Description: This research objective is to develop a model for geospatial data objects and algorithms for their efficient matching.
- A model of (publications and subscriptions) as geospatial objects ,
- A survey on centralized and distributed algorithms for matching of geospatial objects,
- An efficient implementation of centralized matching algorithms (for geospatial objects),
- An efficient implementation of distributed matching algorithms (for geospatial objects) and
- An experimental evaluation which shows the advantage distributed matching algorithms when compared to their centralized versions.
Impact: Using the model of (publications and subscriptions as) geospatial objects we will formally describe incoming objects within the geospatial data streams and subscriptions as representations of interest for such objects. The developed matching algorithms will be a main building block for the Internet of things platforms which work with geospatial data streams. The experimental evaluation will give an enhanced understanding of the benefits of using a computer cluster for the efficient processing of Fast data.
Objective O5: Application of machine learning techniques to fast geospatial data
Description: This research objective is to identify prominent case studies for applying machine learning techniques to fast geospatial data, analyse them and apply machine learning techniques on them.
- A set of analysed prominent case studies (for applying machine learning techniques to fast geospatial data) and their historical geospatial data,
- A survey on machine learning techniques suitable for the previously identified case studies,
- Centralized and distributed analytical prediction models and their experimental evaluations.
Impact: Using the predicitve methods we will fill missing values in historical geospatial data and predict future values based on the current data. With the distributed solution we will be able to do the same, but more efficiently. The experimental evaluation will give an enhanced understanding of the benefits of using a computer cluster for the application of machine learning techniques on data streams.
Objective O6: Development of distributed solution for real-time processing of fast geospatial data in the cluster
Description: This research objective is to apply the distributed implementation of matching algorithms from objective O4 together with the analytical prediction models from objective O5 to process actual fast geospatial streams from the Internet of Things in real time within the computer cluster.
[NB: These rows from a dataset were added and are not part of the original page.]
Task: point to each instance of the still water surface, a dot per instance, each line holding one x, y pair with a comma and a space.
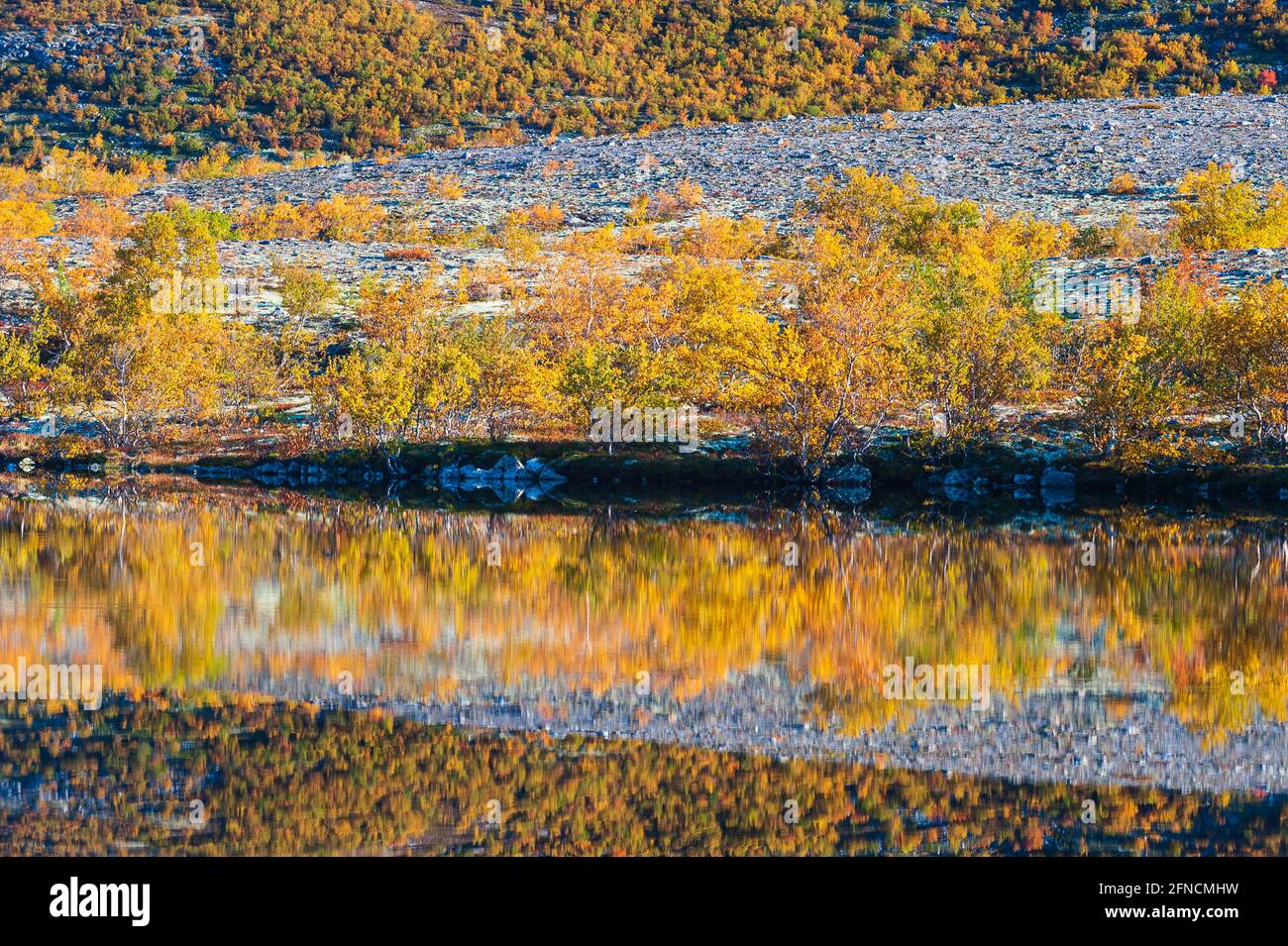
1129, 654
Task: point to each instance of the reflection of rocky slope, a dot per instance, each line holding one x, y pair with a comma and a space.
1057, 738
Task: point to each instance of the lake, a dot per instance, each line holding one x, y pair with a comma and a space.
301, 674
- Parsers and connectors to deliver publicly available geospatial streams in real-time to the computer cluster and
- A distributed solution for real-time processing of fast geospatial streams within the computer cluster.
Impact: The developed distributed solution will (for several case studies) demonstrate functional Internet of Things applications within the computer cluster which do real-time filtering of incoming data streams from the Internet of Things and apply on them machine learning techniques in real-time.